Local and national voluntary and community groups may also have guidelines or equipment that can help.
- Consider how you can increase the accessibility and usability of online information and forms. Many websites and online tools include features which help to improve accessibility, including the use of screen-readers for text and captions for videos and the ability to increase text size and change the display colours.
- Recognise that digital technology is not a replacement for other approaches. It should complement traditional methods, and its use should be tailored to the needs and preferences of each individual, recognising that these may change over time.
Quite rightly, NHS commissioners, services and individual health professionals are concerned about governance, security and confidentiality in implementing digital health.
Organisations can (to a greater or lesser extent) control these issues within the systems they use (for example data security for people using tele-monitoring equipment). These systems all need to be developed and implemented with robust security and governance processes.

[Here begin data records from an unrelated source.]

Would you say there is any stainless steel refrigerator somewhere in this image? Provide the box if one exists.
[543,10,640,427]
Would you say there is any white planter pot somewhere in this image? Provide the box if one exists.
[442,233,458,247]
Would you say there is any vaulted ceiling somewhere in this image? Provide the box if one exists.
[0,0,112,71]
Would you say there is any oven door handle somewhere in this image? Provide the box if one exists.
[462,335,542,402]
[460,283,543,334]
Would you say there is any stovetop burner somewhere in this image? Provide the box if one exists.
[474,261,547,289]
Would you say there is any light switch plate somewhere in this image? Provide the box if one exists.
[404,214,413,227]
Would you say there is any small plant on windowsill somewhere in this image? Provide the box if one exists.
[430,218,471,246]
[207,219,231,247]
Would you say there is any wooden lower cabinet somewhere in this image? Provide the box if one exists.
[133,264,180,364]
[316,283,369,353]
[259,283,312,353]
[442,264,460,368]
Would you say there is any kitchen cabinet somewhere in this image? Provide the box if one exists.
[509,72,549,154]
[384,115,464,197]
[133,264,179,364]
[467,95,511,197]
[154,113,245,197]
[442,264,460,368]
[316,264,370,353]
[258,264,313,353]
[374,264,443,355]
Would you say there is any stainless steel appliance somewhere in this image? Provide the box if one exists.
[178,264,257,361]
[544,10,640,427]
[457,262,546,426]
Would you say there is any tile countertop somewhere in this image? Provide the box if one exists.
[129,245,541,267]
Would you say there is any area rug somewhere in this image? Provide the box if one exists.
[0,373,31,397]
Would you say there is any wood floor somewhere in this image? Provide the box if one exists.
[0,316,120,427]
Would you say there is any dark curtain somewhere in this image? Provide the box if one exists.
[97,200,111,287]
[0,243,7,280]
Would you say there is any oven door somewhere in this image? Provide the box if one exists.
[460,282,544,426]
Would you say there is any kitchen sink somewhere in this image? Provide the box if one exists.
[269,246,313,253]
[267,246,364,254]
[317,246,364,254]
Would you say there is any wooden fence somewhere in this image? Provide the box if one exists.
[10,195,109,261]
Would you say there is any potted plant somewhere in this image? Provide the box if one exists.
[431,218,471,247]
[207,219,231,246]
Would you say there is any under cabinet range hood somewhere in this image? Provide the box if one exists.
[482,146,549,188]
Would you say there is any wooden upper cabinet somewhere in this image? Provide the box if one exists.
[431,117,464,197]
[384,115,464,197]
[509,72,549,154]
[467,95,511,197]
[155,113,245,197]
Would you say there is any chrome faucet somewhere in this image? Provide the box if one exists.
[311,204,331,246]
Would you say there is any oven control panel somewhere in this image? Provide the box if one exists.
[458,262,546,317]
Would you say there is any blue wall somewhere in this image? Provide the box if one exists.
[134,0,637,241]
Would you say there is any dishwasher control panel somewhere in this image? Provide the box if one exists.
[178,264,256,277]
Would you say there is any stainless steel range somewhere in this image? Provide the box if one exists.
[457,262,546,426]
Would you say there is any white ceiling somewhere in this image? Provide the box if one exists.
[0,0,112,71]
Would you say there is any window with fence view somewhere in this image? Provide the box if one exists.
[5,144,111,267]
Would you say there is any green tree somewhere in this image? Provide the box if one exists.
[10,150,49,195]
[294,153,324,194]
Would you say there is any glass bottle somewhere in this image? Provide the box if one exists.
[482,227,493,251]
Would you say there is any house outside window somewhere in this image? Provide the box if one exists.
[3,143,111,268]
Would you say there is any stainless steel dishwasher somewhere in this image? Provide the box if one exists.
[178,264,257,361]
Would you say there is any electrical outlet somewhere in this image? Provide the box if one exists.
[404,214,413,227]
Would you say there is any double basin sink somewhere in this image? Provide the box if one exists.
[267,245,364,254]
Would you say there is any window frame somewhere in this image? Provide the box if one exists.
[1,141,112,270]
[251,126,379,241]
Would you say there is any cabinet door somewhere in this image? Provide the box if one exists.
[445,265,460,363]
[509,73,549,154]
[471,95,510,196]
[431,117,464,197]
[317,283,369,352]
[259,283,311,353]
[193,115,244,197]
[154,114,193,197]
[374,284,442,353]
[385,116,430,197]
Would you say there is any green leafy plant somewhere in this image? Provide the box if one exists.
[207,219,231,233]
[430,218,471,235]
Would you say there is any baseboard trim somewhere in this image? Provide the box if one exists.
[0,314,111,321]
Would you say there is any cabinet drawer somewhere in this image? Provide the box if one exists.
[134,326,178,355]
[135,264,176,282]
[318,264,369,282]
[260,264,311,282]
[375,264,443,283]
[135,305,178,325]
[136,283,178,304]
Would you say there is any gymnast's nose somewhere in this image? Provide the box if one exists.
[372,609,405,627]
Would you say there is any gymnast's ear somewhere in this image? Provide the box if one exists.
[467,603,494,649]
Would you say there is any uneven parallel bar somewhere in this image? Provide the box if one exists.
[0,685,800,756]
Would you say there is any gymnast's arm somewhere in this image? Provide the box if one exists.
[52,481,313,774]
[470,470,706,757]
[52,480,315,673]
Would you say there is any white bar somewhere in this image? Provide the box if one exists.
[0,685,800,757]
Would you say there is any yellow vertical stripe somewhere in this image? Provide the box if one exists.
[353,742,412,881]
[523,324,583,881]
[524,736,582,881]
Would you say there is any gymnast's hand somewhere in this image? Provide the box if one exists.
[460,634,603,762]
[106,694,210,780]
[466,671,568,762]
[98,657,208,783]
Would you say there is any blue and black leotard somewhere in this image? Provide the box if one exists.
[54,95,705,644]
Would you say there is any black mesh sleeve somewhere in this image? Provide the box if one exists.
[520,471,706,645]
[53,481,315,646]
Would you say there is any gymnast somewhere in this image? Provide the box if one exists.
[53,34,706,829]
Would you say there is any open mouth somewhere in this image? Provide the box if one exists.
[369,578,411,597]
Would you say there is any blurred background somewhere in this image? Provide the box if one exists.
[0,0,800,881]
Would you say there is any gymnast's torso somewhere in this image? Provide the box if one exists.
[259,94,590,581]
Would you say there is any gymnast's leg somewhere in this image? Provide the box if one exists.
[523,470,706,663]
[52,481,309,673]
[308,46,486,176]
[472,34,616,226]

However, other technologies – most obviously social media, which can be used by anyone with access to the internet, with no training or security protocols – is outside the NHS or indeed any organisation’s sphere of control. Information and comments on social media can and will be shared widely, often beyond the intended audience. Nothing can be assumed to be private or ‘off-the-record’, so people working in services and patients themselves need to be confident the information they are sharing is appropriate before anything is published or posted. Organisations and individuals need to beware of including information in posts which could identify individuals, and to remember that simply removing names is not always enough to protect the identity of patients or members of the public.
When using social media, healthcare professionals and others working for the organisation, must follow their own policies and procedures relating to record-keeping, data security, intellectual property and privacy. It may be helpful for organisations to develop guidelines for safe and acceptable use and publicise these to users.

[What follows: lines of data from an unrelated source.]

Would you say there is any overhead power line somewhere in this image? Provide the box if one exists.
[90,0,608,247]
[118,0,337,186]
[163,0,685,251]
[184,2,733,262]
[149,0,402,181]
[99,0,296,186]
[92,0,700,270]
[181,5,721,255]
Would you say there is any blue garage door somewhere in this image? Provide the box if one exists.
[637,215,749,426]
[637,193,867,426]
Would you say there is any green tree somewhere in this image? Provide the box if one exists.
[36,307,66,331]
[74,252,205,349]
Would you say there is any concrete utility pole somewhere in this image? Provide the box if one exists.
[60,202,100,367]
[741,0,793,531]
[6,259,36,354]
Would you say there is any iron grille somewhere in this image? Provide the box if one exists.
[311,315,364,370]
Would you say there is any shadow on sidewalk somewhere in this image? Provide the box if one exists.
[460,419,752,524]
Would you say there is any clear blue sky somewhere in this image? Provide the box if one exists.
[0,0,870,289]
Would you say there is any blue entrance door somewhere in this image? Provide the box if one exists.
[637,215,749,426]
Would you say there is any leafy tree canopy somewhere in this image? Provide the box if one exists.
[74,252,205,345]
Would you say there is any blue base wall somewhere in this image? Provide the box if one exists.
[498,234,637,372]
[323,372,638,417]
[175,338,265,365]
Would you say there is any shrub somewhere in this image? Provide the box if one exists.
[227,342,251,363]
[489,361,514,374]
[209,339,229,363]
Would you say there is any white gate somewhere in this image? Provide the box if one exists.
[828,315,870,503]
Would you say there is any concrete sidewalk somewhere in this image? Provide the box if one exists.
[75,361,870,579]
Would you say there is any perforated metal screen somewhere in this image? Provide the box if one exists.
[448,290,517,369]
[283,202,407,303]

Leeds City Council, Leeds and York Partnership NHS Foundation Trust, Leeds Community Healthcare NHS Trust, and Leeds Teaching Hospitals NHS Trust have produced social media guidance for all their staff.
There is now a wide range of guidance for health professionals:
- The GMC has produced brief guidance on Doctors' use of social media
- The BMA has produced more extensive guidance on Using social media: practical and ethical guidance for doctors and medical students
- The RCGP has produced a Social Media Highway Code
In some cases, health professionals may be concerned about adopting new technologies into practice.
These concerns can include:
- the impact on their relationships with patients
- changes to their role, including their clinical autonomy and credibility
- adapting how they work, including changing consultations
- how to use the technology
Professional concerns can often be addressed through:
- a clear explanation of the benefits to the patient, including, for example, the ability to undertake more frequent consultations, as well as the fact that this is often an approach patients themselves would prefer
- a clear case for the benefits to the organisation and their practice, for example the ability to offer more appointments
- clear protocols to ensure that the service continues to be provided to people in the way that best meets their needs and preferences (i.e. not a ‘one size fits all, you must…’ approach)
- workforce development, to increase levels of comfort with using the technology and how to adapt their practice
The RCN is developing policy, guidance and resources to support the future needs of nurses and health care workers to prepare them for eHealth in nursing and patient care.